Trouble the Saints by Alaya Dawn Johnson
Publisher: Tor Books
In an alternate-history Harlem at the start of World War II, Phyllis LeBlanc is a former assassin, legendary for her “saint’s hands” and the lives they took by knifepoint. But she can’t ignore the family juju, nor the dreams foretelling her return downtown, a.k.a. to the seductive, magical underworld of Manhattan… and Dev, the lover she left behind.
Severance by Ling Ma
Publisher: Farrar, Straus and Giroux
Ling Ma’s alternate-history pandemic novel recasts familiar New York City moments from 2011 onward through the lens of societal collapse: the Big Apple blogging peak; the Occupy Wall Street movement; and the peculiar dystopia of office workers continuing their jobs while their peers succumb to a fever that makes them compulsively repeat routines until they simply waste away.
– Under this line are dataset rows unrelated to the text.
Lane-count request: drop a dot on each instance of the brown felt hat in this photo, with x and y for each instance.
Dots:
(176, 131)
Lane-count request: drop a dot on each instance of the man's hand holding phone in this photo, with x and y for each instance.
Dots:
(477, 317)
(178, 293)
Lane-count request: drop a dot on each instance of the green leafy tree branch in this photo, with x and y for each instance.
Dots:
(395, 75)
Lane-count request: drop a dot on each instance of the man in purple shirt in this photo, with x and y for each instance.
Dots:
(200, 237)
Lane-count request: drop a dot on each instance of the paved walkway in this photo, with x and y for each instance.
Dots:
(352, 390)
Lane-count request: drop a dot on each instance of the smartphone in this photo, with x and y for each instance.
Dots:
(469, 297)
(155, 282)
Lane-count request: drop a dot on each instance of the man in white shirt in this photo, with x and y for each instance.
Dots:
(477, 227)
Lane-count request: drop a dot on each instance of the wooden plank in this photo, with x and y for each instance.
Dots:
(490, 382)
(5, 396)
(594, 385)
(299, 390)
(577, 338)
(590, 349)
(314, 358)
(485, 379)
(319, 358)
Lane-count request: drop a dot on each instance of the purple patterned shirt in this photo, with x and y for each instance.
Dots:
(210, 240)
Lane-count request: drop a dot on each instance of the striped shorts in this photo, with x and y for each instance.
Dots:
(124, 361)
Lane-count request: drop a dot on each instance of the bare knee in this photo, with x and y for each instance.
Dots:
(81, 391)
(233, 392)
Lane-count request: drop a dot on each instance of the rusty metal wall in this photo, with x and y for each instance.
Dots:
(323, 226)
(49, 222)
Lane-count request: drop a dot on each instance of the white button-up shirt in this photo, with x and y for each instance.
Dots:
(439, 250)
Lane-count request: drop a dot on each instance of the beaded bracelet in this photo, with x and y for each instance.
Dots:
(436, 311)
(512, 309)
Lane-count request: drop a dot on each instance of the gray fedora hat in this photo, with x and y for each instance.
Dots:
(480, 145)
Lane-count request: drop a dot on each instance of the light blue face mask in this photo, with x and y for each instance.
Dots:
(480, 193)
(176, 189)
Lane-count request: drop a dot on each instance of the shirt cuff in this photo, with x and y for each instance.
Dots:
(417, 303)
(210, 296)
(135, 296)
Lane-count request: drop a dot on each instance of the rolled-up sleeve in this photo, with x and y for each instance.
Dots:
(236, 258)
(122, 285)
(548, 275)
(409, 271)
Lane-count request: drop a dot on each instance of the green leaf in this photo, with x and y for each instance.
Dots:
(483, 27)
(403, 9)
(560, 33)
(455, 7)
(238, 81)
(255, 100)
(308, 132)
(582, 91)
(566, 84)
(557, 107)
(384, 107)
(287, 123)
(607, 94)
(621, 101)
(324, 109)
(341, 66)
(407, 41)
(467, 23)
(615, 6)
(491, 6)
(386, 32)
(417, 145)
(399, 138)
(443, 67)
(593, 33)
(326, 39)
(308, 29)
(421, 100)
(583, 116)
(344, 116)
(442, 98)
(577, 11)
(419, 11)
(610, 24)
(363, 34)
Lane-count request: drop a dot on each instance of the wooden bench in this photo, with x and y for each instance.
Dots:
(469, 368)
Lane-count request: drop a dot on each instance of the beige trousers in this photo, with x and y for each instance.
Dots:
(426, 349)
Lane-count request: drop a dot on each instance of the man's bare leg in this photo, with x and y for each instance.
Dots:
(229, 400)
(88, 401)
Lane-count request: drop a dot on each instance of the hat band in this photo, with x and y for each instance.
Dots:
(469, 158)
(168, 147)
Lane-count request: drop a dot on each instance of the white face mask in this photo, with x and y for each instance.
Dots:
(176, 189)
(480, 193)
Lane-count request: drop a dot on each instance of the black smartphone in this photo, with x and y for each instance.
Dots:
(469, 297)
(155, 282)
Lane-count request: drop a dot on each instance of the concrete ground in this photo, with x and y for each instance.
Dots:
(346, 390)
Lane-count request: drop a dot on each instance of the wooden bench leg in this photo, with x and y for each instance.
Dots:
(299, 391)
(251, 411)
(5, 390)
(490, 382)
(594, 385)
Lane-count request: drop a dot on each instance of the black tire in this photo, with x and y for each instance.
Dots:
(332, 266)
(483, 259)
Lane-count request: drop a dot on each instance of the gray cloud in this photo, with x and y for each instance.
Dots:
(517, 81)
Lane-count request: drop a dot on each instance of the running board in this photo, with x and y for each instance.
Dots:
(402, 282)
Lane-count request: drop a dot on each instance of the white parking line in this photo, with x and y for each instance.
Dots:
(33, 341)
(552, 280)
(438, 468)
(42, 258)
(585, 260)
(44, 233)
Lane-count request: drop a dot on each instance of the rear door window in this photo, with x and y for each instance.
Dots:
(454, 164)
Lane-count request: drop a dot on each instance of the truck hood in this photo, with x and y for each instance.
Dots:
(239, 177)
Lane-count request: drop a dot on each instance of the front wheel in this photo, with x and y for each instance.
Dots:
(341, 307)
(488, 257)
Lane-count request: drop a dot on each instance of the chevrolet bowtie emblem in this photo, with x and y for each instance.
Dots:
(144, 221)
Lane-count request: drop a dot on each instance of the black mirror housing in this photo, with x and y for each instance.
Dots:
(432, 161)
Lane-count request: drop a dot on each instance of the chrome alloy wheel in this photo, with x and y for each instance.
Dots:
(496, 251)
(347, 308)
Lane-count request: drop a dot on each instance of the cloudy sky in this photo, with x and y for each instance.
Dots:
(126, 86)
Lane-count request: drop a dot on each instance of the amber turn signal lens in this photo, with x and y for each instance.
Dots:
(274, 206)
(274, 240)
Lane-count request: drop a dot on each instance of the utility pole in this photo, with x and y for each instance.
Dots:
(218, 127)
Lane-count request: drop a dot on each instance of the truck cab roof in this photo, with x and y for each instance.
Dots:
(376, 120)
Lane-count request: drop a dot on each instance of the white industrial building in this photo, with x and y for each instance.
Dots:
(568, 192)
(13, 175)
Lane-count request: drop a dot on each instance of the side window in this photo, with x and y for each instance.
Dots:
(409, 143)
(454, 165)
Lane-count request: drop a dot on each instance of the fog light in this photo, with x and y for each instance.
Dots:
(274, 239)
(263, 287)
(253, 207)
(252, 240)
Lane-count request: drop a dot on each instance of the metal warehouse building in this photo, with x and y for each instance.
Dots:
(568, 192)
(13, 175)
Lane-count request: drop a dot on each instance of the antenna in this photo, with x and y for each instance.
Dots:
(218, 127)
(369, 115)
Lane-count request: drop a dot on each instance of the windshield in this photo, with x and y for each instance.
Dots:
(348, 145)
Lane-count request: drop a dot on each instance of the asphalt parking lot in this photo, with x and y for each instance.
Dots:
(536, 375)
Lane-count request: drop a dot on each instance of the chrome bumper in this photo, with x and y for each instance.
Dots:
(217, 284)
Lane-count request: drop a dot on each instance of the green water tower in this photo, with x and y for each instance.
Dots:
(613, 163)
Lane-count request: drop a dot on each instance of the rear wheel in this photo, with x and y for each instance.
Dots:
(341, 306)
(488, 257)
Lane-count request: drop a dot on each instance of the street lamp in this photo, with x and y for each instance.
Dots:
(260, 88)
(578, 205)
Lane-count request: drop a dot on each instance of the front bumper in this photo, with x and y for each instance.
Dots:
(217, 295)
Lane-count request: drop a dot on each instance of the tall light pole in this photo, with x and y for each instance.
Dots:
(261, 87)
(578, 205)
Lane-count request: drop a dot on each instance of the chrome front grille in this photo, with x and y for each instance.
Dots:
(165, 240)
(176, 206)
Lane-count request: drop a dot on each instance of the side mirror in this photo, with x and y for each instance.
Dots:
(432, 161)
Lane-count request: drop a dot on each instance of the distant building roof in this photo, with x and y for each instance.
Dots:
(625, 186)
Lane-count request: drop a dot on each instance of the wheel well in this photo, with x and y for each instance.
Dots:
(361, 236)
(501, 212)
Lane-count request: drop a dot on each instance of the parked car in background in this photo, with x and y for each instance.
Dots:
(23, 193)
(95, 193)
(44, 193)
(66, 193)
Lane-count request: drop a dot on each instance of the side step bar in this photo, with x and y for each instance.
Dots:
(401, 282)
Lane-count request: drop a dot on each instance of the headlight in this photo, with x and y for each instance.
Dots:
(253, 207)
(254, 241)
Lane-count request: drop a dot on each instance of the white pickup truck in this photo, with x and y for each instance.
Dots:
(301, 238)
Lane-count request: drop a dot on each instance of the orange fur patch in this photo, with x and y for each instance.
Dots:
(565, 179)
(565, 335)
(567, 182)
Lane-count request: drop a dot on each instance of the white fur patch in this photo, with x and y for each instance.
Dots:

Labyrinth Lost by Zoraida Córdova
Publisher: Sourcebooks Fire
Zoraida Córdova’s Brooklyn Brujas YA trilogy follows the three Mortiz sisters and their specific gifts: Alejandra the encantrix, healer Lula, and Rose, who can sense spirits. Each burgeoning bruja learns that casting /cantos/ (or spells) meant to improve their lives instead leads to cataclysmic consequences, which alter their relationships with one another as well as with the city itself.
The World We Make by N.K. Jemisin
Publisher: Orbit Books
N.K. Jemisin’s Great Cities duology (concluding on Nov. 1) is built on the foundation that every city in the world has only one human avatar—except for New York City, with five representatives for each of its unique boroughs. These avatars (young and old, rappers and shapeshifters) have learned to band together against the xenophobic, gentrifying Enemy, but this time they’ll need reinforcements from the other Great Cities to protect their beloved home.